Nearly-optimal bounds for sparse recovery in generic norms, with applications to k-median sketching
Abstract
We initiate the study of trade-offs between sparsity and the number of measurements in sparse recovery schemes for generic norms. Specifically, for a norm || · ||, sparsity parameter k, approximation factor K > 0, and probability of failure P > 0, we ask: what is the minimal value of m so that there is a distribution over m × n matrices A with the property that for any x, given Ax, we can recover a k-sparse approximation to x in the given norm with probability at least 1 - PI We give a partial answer to this problem, by showing that for norms that admit efficient linear sketches, the optimal number of measurements m is closely related to the doubling dimension of the metric induced by the norm || · || on the set of all k-sparse vectors.

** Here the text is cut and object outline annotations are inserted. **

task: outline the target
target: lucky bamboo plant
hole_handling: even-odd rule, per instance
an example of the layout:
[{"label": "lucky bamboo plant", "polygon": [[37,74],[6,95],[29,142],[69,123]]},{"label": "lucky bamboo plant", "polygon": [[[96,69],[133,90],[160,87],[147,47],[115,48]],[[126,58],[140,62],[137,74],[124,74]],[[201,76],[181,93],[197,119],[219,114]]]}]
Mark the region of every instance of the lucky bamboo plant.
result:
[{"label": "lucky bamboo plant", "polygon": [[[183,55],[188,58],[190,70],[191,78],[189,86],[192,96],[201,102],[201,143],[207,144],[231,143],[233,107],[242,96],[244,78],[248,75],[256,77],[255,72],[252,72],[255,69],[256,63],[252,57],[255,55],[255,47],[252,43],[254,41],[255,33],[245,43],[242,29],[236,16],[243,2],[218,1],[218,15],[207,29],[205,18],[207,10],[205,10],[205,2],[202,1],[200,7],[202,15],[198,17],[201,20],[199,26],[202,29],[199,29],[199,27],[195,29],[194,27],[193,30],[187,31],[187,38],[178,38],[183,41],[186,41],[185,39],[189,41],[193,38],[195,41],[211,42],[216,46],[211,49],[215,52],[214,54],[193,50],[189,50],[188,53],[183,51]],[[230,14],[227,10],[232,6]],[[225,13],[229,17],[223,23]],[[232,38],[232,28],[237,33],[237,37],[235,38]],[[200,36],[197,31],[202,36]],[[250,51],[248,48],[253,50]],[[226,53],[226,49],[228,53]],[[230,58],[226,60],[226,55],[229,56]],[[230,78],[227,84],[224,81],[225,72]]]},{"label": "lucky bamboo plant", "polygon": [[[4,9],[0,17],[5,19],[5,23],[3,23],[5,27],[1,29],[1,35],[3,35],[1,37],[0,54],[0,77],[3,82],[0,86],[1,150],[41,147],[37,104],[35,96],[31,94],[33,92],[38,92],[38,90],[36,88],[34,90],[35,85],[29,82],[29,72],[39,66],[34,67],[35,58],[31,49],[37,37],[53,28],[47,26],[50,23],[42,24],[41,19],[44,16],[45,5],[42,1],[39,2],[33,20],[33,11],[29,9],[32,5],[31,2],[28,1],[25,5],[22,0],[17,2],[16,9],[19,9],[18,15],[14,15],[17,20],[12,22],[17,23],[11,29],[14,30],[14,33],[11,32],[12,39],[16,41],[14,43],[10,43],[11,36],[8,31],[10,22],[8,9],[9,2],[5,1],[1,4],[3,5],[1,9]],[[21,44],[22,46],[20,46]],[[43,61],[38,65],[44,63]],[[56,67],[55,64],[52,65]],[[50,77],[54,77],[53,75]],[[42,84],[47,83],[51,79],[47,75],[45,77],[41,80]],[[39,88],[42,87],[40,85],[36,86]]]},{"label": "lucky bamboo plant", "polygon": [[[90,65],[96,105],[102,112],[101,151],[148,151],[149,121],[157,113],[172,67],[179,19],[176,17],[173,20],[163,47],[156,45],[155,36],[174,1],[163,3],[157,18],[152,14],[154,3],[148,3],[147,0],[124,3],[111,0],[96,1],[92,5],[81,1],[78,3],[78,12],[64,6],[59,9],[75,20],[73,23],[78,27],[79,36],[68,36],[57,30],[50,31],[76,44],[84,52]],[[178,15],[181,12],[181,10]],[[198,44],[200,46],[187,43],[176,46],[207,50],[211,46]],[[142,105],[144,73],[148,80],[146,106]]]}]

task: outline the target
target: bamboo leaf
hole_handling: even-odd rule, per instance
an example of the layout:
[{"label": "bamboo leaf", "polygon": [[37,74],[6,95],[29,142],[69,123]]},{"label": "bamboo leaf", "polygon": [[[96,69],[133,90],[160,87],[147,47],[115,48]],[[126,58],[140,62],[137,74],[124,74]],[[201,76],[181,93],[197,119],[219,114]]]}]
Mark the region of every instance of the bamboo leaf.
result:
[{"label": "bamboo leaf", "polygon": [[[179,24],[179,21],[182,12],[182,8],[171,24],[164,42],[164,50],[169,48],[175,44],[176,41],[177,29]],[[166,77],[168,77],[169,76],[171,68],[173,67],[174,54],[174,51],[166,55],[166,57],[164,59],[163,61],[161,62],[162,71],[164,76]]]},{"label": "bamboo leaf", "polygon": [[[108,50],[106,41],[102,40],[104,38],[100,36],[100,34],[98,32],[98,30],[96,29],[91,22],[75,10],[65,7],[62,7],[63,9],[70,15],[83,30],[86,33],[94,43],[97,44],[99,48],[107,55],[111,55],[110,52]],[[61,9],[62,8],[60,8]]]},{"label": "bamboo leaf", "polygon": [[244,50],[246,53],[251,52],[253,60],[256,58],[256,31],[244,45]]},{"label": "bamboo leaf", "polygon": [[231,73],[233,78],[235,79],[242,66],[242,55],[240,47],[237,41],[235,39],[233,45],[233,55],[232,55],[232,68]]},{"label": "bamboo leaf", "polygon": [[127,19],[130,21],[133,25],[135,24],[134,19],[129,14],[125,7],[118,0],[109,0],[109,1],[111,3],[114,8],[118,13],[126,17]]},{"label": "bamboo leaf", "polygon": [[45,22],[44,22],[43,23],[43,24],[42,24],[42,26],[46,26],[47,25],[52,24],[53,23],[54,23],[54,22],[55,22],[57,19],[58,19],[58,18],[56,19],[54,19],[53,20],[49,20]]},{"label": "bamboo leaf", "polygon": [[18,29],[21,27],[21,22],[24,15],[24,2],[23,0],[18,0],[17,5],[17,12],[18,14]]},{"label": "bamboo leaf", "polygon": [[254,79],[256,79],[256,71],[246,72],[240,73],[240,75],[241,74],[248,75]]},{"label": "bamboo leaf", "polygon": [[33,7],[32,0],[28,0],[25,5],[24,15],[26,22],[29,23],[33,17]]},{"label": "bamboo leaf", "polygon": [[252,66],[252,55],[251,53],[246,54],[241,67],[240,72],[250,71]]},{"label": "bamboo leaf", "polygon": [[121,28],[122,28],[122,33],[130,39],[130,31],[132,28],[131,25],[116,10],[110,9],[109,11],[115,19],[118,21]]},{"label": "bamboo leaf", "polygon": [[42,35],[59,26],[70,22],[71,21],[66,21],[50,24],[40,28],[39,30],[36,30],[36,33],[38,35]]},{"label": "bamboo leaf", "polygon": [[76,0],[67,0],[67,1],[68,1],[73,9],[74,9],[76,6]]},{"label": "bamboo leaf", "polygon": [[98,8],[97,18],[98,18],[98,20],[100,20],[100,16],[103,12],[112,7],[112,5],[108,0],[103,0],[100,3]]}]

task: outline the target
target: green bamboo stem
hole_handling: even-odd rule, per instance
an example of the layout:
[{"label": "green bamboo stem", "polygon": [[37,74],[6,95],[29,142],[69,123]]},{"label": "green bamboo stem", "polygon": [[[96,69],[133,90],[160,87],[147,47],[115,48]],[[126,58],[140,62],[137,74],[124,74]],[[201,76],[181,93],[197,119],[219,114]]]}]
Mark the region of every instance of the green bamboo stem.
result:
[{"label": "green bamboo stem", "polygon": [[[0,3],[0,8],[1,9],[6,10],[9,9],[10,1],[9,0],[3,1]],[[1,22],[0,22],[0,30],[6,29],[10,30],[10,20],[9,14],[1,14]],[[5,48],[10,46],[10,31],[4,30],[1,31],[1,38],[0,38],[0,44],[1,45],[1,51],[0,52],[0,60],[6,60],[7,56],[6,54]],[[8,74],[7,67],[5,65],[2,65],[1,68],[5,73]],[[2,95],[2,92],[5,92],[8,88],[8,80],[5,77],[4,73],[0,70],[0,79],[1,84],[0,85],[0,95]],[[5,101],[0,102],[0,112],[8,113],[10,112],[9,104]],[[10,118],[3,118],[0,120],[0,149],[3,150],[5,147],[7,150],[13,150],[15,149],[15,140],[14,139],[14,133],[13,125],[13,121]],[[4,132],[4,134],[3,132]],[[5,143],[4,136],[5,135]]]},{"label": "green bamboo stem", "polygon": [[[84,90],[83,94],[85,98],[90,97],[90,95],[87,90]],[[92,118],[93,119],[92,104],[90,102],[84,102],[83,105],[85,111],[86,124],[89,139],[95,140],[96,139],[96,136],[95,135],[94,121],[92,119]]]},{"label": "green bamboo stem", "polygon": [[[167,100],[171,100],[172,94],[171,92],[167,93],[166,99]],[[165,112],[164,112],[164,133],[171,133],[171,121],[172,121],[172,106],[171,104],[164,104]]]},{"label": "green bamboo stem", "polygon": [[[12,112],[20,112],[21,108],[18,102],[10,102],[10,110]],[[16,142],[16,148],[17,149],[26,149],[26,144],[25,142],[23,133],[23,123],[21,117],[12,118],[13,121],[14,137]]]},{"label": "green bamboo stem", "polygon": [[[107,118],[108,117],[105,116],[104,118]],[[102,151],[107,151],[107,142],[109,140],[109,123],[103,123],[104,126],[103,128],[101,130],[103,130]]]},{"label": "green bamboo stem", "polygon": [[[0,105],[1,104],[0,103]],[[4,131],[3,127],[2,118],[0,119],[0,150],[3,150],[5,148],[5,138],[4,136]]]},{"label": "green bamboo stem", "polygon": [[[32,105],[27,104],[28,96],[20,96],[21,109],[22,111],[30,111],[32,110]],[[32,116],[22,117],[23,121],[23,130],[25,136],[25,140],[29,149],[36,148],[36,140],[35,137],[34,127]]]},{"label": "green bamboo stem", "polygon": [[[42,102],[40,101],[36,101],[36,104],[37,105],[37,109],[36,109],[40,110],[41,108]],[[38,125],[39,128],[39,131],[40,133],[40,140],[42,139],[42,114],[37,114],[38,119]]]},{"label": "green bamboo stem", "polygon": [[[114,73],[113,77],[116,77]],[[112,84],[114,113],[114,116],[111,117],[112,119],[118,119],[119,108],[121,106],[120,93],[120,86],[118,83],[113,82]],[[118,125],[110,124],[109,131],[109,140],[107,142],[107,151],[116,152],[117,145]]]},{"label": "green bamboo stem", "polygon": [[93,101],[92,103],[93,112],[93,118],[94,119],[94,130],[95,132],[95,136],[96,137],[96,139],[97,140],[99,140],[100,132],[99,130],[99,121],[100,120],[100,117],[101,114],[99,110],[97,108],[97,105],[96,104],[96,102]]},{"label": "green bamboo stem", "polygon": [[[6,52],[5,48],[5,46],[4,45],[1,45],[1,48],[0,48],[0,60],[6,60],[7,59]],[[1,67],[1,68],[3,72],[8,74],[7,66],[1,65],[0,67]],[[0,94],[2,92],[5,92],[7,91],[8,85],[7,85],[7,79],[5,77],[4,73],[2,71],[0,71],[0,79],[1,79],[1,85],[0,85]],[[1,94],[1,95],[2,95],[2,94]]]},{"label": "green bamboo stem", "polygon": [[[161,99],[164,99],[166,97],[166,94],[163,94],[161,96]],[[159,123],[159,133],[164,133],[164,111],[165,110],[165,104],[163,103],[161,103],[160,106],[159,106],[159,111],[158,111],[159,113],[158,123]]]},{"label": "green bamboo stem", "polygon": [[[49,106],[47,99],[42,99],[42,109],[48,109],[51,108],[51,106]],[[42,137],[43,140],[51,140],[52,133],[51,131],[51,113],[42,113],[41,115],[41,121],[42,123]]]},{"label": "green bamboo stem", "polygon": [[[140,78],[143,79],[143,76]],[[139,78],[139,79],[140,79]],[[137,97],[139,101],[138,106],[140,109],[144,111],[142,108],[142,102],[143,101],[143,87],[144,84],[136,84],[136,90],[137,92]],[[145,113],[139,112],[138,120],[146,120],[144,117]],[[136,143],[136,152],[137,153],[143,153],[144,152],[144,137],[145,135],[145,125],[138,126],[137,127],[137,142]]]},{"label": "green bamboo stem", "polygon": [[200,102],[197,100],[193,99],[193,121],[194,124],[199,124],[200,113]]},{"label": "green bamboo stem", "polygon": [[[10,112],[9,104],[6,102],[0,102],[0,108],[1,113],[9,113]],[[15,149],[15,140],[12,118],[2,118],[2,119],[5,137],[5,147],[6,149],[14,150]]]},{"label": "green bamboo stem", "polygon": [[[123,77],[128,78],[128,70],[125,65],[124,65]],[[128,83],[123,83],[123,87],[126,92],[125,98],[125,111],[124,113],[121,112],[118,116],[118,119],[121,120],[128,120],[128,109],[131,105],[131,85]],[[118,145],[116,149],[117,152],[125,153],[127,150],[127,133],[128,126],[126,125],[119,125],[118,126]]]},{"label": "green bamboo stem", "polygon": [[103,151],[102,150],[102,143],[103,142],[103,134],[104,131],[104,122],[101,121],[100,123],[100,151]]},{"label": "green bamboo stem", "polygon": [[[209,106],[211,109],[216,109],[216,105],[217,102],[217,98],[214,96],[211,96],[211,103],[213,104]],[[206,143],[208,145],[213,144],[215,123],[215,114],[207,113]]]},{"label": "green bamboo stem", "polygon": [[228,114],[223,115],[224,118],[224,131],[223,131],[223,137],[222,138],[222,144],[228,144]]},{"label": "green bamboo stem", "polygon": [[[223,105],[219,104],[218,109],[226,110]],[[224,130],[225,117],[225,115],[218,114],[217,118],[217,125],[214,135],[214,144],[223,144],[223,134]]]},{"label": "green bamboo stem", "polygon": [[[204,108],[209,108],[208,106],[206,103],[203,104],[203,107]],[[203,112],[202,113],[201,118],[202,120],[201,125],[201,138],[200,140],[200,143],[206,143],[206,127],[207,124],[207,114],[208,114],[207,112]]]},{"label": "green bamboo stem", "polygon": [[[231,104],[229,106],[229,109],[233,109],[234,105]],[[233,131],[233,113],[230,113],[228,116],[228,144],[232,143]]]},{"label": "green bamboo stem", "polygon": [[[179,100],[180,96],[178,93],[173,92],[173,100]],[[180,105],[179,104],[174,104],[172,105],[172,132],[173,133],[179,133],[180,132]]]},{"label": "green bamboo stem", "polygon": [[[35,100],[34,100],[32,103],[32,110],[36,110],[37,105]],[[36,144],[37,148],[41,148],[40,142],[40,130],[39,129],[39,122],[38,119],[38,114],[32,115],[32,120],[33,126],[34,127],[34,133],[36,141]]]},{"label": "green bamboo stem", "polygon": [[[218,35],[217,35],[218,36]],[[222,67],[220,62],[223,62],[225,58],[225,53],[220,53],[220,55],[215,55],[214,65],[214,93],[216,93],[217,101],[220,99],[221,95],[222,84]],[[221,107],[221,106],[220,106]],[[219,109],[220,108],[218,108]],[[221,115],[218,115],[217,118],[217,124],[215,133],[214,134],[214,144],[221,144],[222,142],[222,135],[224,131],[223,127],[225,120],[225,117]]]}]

By applying our result to specific norms, we cast known measurement bounds in our general framework (for the lp norms, p ∈ [1,2]) as well as provide new, measurementefficient schemes (for the Earth-Mover Distance norm). The latter result directly implies more succinct linear sketches for the well-studied planar k-median clustering problem. Finally, our lower bound for the doubling dimension of the EMD norm enables us to resolve the open question of [Frahling-Sohler, STOC'05] about the space complexity of clustering problems in the dynamic streaming model.